The decision in Rosenbach means that if a company using biometric technology in Illinois is not 100-percent complaint with BIPA, it runs the risk of being sued for millions of dollars. But the decision also means that even companies that are 100-percent compliant run the risk of being sued because of the enormous stakes. The theory presented by plaintiff’s counsel is that each and every use of a biometric device is a violation, so that if an employee uses a biometric finger scanner to clock in and out of work, each scan is a violation that subjects an employer to $1,000 - $5,000 in damages. So, if 100 employees scanned in and out of work (arrival, morning break, lunch break, afternoon break, departure) eight times a day, every day for a year, that employer is facing $208 million to $1.04 billion in damages. When facing that type of annihilating liability, even a company that believes it is 100-percent compliant is likely to agree to pay some settlement to rid itself of the risk.

Privacy advocates will say that that sort of risk will encourage compliance with the biometrics laws and force companies to be careful with biometric information. That is true. But imposing jail time for driving 5 mph over the speed limit would also encourage compliance with speeding laws and force citizens to be careful drivers. In fact, it would probably result in fewer people driving, and we are likely to see the same now with regard to biometrics – fewer companies employing biometrics in Illinois.  

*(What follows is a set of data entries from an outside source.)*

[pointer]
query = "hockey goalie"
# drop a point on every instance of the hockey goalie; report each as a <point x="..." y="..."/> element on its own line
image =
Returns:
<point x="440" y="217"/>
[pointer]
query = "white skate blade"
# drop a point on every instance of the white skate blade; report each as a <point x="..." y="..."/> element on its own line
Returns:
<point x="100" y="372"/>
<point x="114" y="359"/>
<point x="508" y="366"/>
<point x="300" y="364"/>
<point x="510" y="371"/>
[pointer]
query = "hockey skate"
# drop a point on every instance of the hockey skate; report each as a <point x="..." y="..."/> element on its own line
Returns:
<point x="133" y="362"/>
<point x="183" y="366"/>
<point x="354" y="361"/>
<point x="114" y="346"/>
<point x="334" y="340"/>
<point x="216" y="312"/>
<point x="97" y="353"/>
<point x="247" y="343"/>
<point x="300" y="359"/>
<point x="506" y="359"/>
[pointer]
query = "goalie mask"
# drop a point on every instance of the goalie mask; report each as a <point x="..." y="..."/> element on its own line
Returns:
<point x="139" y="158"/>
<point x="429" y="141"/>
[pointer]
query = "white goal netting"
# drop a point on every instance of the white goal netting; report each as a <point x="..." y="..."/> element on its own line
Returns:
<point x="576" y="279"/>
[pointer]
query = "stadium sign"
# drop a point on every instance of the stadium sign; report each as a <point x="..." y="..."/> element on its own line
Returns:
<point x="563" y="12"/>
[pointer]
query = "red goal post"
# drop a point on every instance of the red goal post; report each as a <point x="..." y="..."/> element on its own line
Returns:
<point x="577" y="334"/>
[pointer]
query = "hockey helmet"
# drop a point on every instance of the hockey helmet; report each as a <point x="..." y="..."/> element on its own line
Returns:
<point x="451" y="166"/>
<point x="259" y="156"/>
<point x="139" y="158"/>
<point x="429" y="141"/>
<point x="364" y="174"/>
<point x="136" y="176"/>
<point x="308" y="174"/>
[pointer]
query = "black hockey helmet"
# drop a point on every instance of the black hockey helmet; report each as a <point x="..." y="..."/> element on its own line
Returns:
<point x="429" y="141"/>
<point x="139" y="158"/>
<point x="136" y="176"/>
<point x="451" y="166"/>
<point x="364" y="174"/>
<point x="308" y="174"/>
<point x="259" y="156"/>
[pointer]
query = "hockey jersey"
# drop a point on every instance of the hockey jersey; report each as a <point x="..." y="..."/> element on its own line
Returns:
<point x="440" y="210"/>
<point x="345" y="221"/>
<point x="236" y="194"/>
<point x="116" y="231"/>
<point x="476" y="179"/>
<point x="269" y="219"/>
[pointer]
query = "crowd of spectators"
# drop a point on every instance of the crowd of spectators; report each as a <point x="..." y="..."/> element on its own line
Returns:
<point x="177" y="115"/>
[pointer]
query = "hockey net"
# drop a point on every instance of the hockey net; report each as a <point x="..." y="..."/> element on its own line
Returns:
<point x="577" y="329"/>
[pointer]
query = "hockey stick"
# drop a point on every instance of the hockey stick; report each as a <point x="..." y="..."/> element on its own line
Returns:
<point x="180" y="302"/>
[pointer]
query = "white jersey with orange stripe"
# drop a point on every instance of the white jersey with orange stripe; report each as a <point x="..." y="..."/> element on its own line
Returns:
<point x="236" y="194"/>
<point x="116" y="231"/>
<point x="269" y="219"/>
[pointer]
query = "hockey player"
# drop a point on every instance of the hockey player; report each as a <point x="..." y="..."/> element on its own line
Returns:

Is this good for consumers?

Generally, no. The goal of any legislation like this is to strike a balance of encouraging responsible innovation while dissuading bad actors. But the Rosenbach decision upsets that balance by overemphasizing the dissuading of bad actors. The result will be less innovation in Illinois. Indeed, there are already products and apps that consumers in Illinois cannot use because of BIPA, and this decision is likely to result in more companies being unwilling to run the risk of a lawsuit in Illinois.

Privacy advocates will argue that this decision guarantees better protections for biometric information in Illinois, but the lawsuits brought under BIPA generally do not claim that biometric information was not sufficiently protected or that it was misused. Rather, they allege that consumers or employees did not receive the mandated disclosures about how the information was stored or collected. That means that a company could verbally inform an employee that it is using finger scans for security, and use military-level encryption to protect the scans, but because that company did not provide that information in the format required by BIPA, that company would be subject to suit for millions of dollars.

Who has been sued so far, and where?

There have been over 150 BIPA suits so far. Some of the very first BIPA-related suits were filed in 2015 and 2016 in federal court against well-known tech companies like Google, Facebook, Snapchat and Shutterfly related to their use of facial recognition technology. A small number of suits were also filed at that time against tanning salons, a daycare center, Six Flags, and the airport luggage cart rental company related to the use of finger scan technology.

In 2017 and 2018, the pace of filings increased rapidly, with the lawsuits focusing on employers that were using finger-scanning time clocks. Defendants ranged from local healthcare providers, manufacturers, and service providers to national airlines, hotels, grocery stores, and restaurant chains. Most of these later lawsuits were filed in state court.